Raw sugar futures settled largely higher on Thursday on a steady round of trade and speculative buying, but the market is still pinned in a range and will likely stay in that band for now, brokers said. The New York Board of Trade's October sugar contract rose 0.07 cent to end at 10.22 cents per lb., in a band running from 10.18 to 10.35 cents.
March added 0.04 to 10.51 cents. Two contracts aside, the rest lost 0.02 to 0.04 cent. The more actively traded IntercontinentalExchange NYBOT electronic market for sugar showed the key October contract up 0.05 to 10.20 cents at 1:13 pm.
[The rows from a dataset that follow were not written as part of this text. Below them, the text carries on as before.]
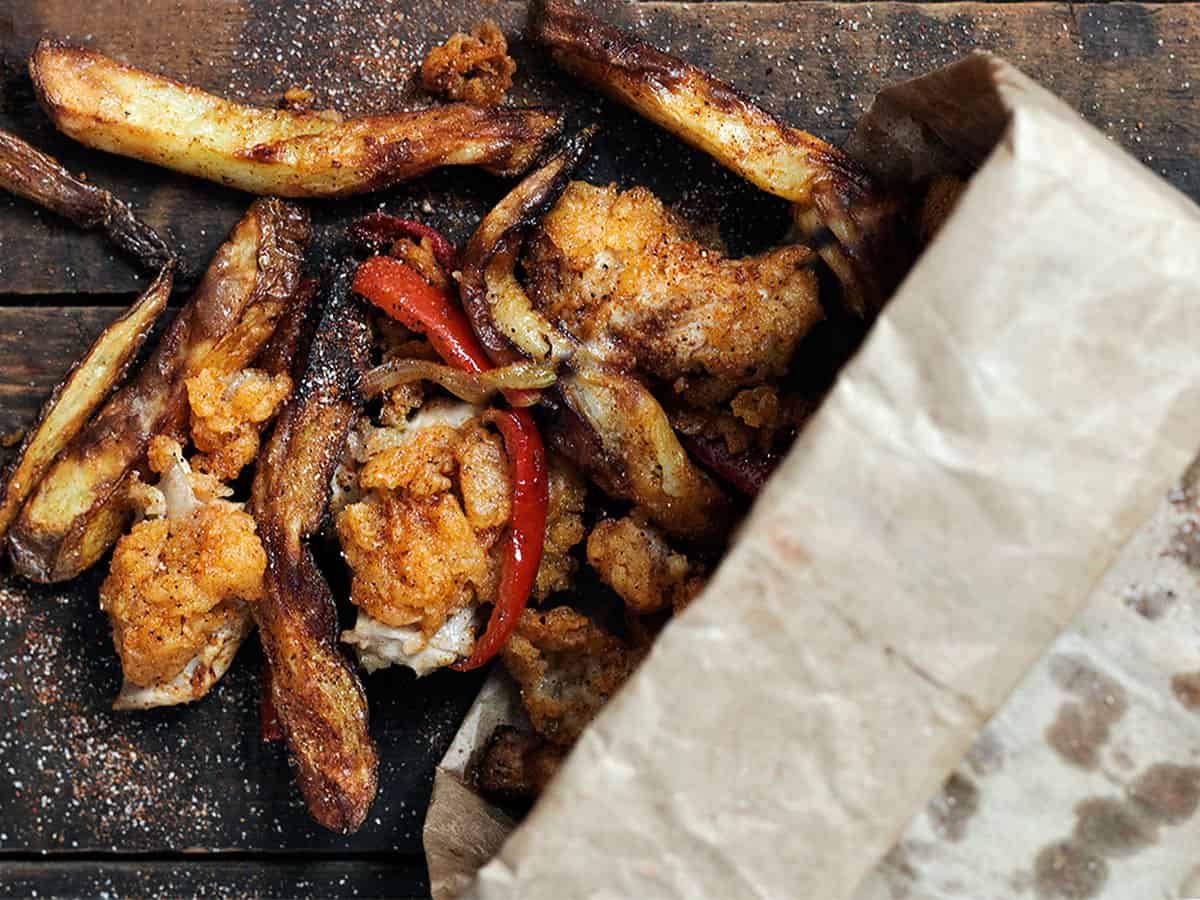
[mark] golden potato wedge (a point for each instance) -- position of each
(82, 391)
(315, 693)
(79, 508)
(853, 223)
(125, 111)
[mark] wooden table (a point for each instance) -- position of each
(189, 801)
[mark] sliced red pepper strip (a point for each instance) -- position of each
(745, 472)
(397, 289)
(402, 293)
(379, 229)
(527, 531)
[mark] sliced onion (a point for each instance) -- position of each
(472, 388)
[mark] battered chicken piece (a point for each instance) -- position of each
(567, 667)
(628, 279)
(424, 539)
(178, 586)
(633, 558)
(228, 413)
(474, 67)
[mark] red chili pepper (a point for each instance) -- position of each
(397, 289)
(378, 229)
(405, 295)
(527, 531)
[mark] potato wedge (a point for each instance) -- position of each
(855, 226)
(81, 393)
(29, 173)
(79, 508)
(317, 696)
(125, 111)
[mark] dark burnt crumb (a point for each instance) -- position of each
(298, 99)
(517, 765)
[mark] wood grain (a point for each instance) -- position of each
(1129, 69)
(197, 876)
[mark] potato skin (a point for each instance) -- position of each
(78, 510)
(283, 153)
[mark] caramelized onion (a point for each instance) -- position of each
(472, 388)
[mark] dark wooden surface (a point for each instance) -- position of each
(186, 801)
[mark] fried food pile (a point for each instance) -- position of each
(532, 449)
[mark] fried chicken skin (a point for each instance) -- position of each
(424, 543)
(629, 279)
(474, 67)
(179, 583)
(634, 558)
(567, 667)
(228, 411)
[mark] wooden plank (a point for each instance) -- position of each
(75, 775)
(228, 879)
(37, 346)
(1129, 67)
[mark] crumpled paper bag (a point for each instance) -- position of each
(1014, 415)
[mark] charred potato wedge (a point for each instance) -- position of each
(316, 695)
(125, 111)
(499, 311)
(79, 509)
(29, 173)
(833, 196)
(82, 391)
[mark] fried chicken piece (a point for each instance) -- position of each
(423, 539)
(633, 558)
(474, 67)
(567, 667)
(517, 765)
(228, 413)
(564, 528)
(629, 279)
(180, 583)
(415, 559)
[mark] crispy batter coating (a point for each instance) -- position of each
(517, 765)
(228, 412)
(424, 539)
(415, 559)
(564, 528)
(629, 279)
(175, 582)
(474, 67)
(633, 558)
(568, 667)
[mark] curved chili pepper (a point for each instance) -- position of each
(527, 531)
(378, 229)
(397, 289)
(402, 293)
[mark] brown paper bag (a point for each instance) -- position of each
(1015, 413)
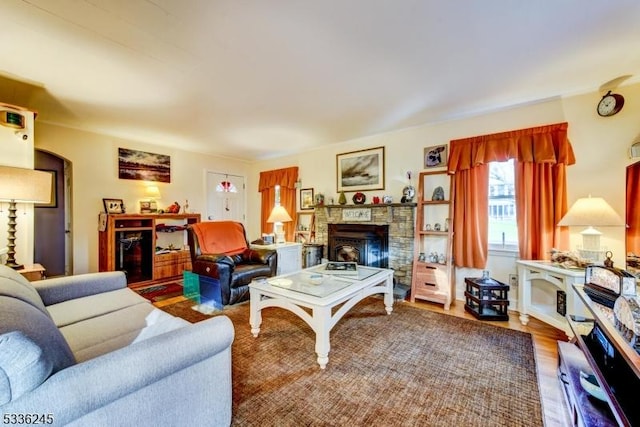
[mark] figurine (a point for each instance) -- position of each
(174, 208)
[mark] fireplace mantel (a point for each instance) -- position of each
(400, 217)
(379, 208)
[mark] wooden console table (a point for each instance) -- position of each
(32, 272)
(530, 274)
(132, 242)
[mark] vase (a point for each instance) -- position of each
(342, 199)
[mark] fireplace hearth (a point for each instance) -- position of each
(396, 220)
(365, 244)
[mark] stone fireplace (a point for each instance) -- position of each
(361, 236)
(365, 244)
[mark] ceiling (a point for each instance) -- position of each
(259, 79)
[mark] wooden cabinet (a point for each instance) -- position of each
(433, 274)
(148, 248)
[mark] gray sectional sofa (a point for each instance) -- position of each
(85, 350)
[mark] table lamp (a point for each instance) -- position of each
(590, 212)
(279, 215)
(19, 185)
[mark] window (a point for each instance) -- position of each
(503, 228)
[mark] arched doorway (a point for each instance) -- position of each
(52, 222)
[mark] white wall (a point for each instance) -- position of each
(18, 152)
(600, 144)
(94, 161)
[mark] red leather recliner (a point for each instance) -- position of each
(220, 250)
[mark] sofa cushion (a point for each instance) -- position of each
(13, 284)
(23, 366)
(117, 329)
(18, 315)
(76, 310)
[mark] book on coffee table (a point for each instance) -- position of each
(342, 268)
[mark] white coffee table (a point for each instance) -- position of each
(295, 291)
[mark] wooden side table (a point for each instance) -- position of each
(486, 299)
(33, 272)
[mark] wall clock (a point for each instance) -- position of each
(610, 104)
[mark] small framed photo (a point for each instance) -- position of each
(148, 206)
(113, 206)
(435, 156)
(306, 198)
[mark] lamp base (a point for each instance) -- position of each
(14, 266)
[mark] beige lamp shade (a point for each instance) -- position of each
(24, 185)
(152, 192)
(590, 212)
(279, 214)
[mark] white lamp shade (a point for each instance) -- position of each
(24, 185)
(279, 214)
(152, 192)
(591, 211)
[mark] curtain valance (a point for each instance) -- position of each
(285, 177)
(542, 144)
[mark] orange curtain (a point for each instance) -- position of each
(541, 155)
(632, 236)
(286, 178)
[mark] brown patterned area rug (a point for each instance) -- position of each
(411, 368)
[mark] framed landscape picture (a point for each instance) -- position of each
(435, 156)
(141, 165)
(306, 198)
(360, 170)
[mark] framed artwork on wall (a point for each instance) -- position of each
(360, 170)
(306, 198)
(435, 156)
(141, 165)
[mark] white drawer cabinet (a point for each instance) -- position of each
(289, 256)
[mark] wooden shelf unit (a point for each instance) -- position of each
(306, 227)
(128, 243)
(434, 281)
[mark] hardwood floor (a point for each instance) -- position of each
(544, 338)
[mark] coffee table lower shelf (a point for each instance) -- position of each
(317, 311)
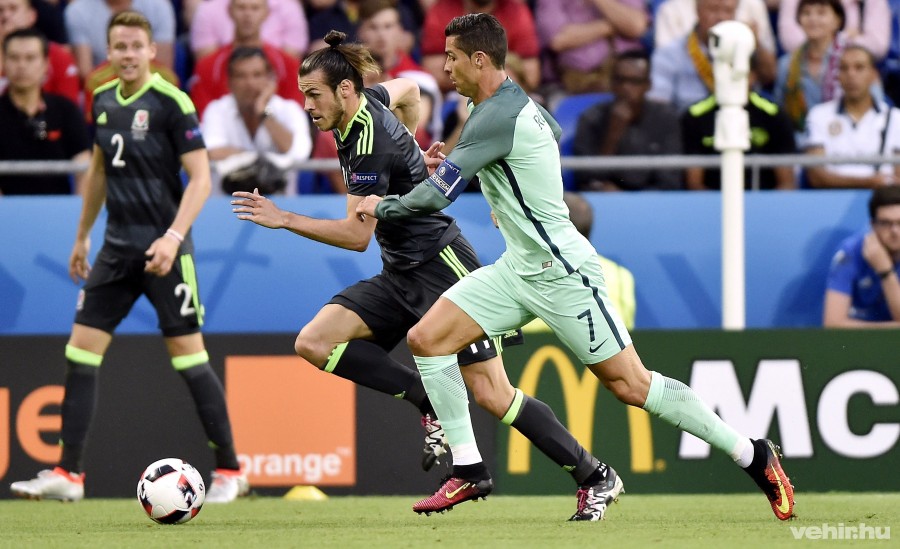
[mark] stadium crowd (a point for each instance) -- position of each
(829, 70)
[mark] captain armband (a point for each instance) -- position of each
(447, 179)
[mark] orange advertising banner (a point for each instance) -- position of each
(292, 423)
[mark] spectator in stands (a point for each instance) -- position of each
(285, 27)
(381, 32)
(86, 22)
(61, 73)
(582, 37)
(681, 72)
(857, 124)
(210, 79)
(522, 61)
(252, 125)
(890, 66)
(344, 16)
(863, 290)
(867, 24)
(628, 125)
(676, 18)
(37, 125)
(770, 133)
(809, 75)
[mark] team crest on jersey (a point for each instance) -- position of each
(140, 124)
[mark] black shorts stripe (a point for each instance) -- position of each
(609, 321)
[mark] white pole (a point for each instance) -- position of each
(733, 293)
(731, 43)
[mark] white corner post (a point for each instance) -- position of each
(731, 43)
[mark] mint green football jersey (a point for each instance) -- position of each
(511, 144)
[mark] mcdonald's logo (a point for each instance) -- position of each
(580, 399)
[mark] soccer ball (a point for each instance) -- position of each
(171, 491)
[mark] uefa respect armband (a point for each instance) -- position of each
(448, 180)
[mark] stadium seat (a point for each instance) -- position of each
(566, 114)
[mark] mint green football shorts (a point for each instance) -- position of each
(576, 307)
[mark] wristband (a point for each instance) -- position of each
(175, 234)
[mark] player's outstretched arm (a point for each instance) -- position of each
(348, 233)
(405, 97)
(423, 200)
(94, 195)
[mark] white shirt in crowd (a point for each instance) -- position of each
(676, 18)
(223, 126)
(828, 126)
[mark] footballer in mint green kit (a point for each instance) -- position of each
(548, 270)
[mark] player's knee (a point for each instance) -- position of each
(311, 349)
(419, 341)
(627, 391)
(489, 400)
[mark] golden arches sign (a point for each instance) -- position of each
(580, 398)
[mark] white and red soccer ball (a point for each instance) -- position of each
(171, 491)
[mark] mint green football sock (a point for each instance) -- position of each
(678, 404)
(447, 391)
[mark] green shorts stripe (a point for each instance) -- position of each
(81, 356)
(514, 408)
(335, 357)
(189, 274)
(184, 362)
(449, 257)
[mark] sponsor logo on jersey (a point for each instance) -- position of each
(141, 120)
(140, 125)
(357, 178)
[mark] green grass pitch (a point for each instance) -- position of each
(501, 521)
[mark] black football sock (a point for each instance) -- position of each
(539, 424)
(78, 407)
(367, 364)
(209, 398)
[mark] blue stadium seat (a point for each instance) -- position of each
(566, 114)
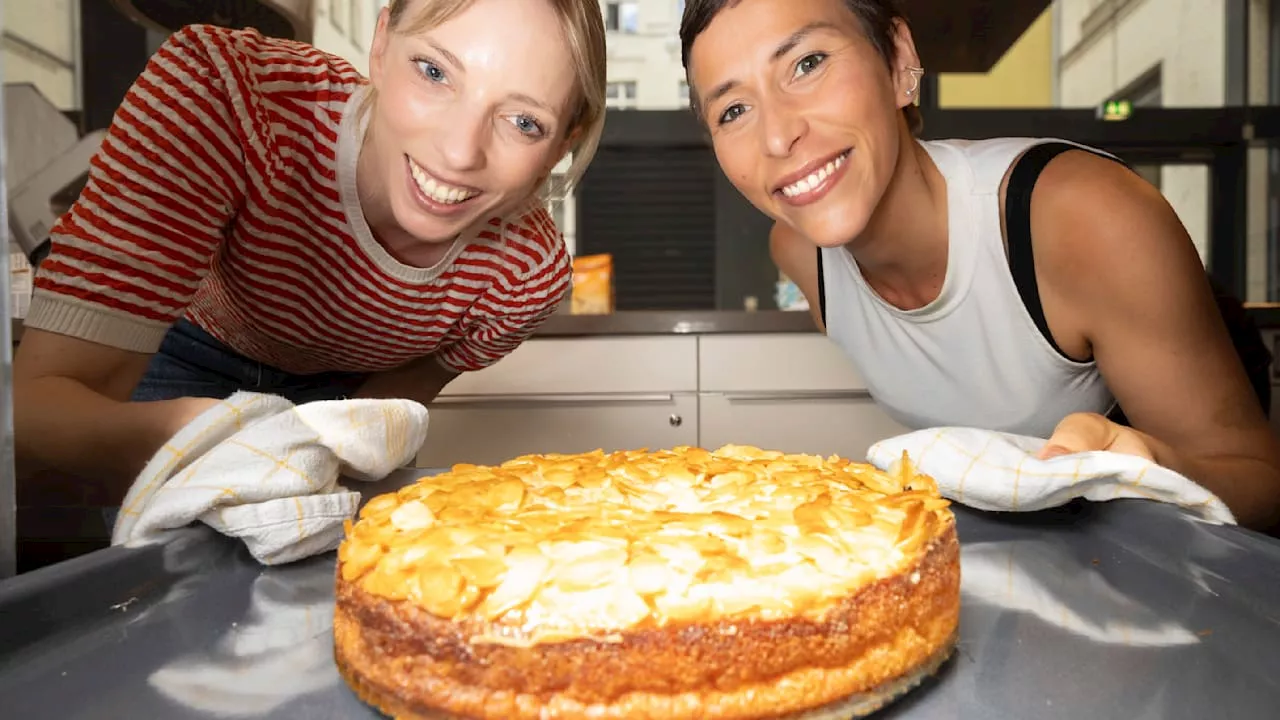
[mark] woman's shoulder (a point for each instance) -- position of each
(266, 67)
(531, 241)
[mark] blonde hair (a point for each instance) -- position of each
(584, 30)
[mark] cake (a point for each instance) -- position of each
(735, 583)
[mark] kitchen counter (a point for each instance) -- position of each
(1128, 609)
(713, 322)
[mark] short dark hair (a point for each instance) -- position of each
(877, 18)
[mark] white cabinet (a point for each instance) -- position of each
(568, 395)
(823, 423)
(489, 429)
(789, 391)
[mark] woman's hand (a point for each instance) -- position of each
(1084, 432)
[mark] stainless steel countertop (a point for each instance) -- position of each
(1121, 610)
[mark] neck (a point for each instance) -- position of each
(903, 251)
(375, 205)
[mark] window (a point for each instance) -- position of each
(622, 16)
(621, 94)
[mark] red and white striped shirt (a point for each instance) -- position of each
(225, 190)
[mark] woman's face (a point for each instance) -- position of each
(804, 112)
(470, 115)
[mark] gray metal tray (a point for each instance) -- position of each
(1127, 610)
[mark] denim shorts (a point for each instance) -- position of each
(191, 363)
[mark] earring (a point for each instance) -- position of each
(915, 80)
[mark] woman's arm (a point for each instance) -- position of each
(72, 411)
(1114, 260)
(420, 381)
(124, 264)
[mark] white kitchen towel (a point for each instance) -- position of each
(257, 468)
(991, 470)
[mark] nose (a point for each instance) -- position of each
(464, 141)
(782, 127)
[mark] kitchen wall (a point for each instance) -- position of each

"For now, we're trapped between 10 and 10.50 (cents, basis October) until something comes up on the physical side of the ledger," a dealer for a major brokerage house said. A floor dealer said sugar, as it had done the past few sessions, would see some speculative accounts trying to push October up to 10.50 to touch off automatic buy orders sitting at that level.
"It then runs into trade or producer sales, stalls and comes off again. I think we're going sideways," he said. Fundamentally, most of the trade is keeping an eye on the strong performance of crude prices which may lure producers like top sugar grower Brazil to use more cane to churn out the biofuels ethanol.
The main bearish factor the market is facing would be the bumper supplies flowing out of Brazil and leading consumer India, which recently announced it is exporting 300,000 tonnes of sugar.
Technicians feel resistance in the October contract was at 10.50/53 cents, with support in the area of 10 cents. Volume traded in the open-outcry pit around noon was 3,031 lots, from the previous 5,193 lots. Call volume was 9,361 lots and puts stood at 15,585 lots. Screen trade on Wednesday was 46,641 lots and total volume was 51,834 lots.
Open interest in the No 11 world raw sugar market dropped 3,434 to 703,688 lots as of July 25. There were no deals in the ethanol market. The US domestic electronic sugar market saw the November contract up 0.04 at 21.44 cents at 1:13 pm. Screen volume in the No 14 domestic sugar market on Wednesday was 847 lots and 73 lots were traded in the pit.